Giro del Lago Atitlan
- Thomas Hopfgartner
- 8. Juli 2021
- 6 Min. Lesezeit
Aktualisiert: 14. Juli 2021
'I give you all of me, and You give me all of you!', dröhnt aus der Lautsprecherbox des Cafes in Santiago in dem ich sitze. Weil unten im Parterre der Straßenlärm beträchtlich ist, zog ich in den ersten Stock herauf, oder wie es hier genannt wird 'secondo nivel'. Allerdings ist der allgemeine Lärm noch immer so groß, dass es nicht gemütlich ist und zum Schreiben auch zu ablenkend.
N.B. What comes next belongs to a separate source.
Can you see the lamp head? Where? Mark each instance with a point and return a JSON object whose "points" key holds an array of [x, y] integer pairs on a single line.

Ich habe etwa Halbzeit meines Reisetages rund um den See. Möchte weiter nach Cerro de Oro und dann noch nach San Lucas zum vielleicht letzten Boot des Tages.
Mit 'Big girls don't cry', verlasse ich die Kneipe. Musste aber doch den Chef zum Bezahlen suchen, weil die Bar verwahrlost war. Der Kellner on duty musste auf die Toilette, kam ich dann drauf, auf die 'banos', wie man das im Spanischen elegant ausdrückt. Dieses Santiago will mir einfach nicht gefallen. Trotz einer herrlichen Lage zwischen den massiven Vulkanen und einer tollen Lagunenzunge die ich heute entlangstreifte, ist mir das Zentrum viel zu quirlig. Nirgendwo findest du deine Ruhe. Durch jede enge Gasse braust fast permanent Verkehr, zu allererst die Knattertuktuks. Wenn man müde ist und keinen Platz findet für Regeneration ist das nicht angenehm.
Am Pickup hinunter nach San Lucas
Ich fragte eine beleibte Saftverkäuferin, die im Schatten hinter ihres Standls saß, wann denn der letzte Bus nach San Lucas fahren würde. Sie meinte um halb drei. Ich checkte die Zeit, es war noch davor. Da ich mich in der Straße befand wo der Bus passieren muss, war ich beruhigt und schnappte noch 'papas fritas' auf, die ersten heute die halbwegs gut und frisch aussahen im ganzen Ort.
Als ich hereinmarschierte und mit Kohldampf etwas suchte, fand ich keine die ich meinem Magen hätte zumuten wollen. Als Alternative kamen 4 warme Tortillas in meinen Mund. Die drei 'signorinas' die diese im Team zubereiteten und verkauften sprachen mich auf ein 'Soda' an. Mit einem Schlag kam ich mir wie in Afrika vor, wo das ständig passiert. Ich war heute nicht in der Laune, hatte einen straffen Travelplan und spendierte ihnen kein Soda. Ich kam nicht einmal dazu einem Kind ein Bonbon zu schenken, vor lauter Taktung in meinem Schritt.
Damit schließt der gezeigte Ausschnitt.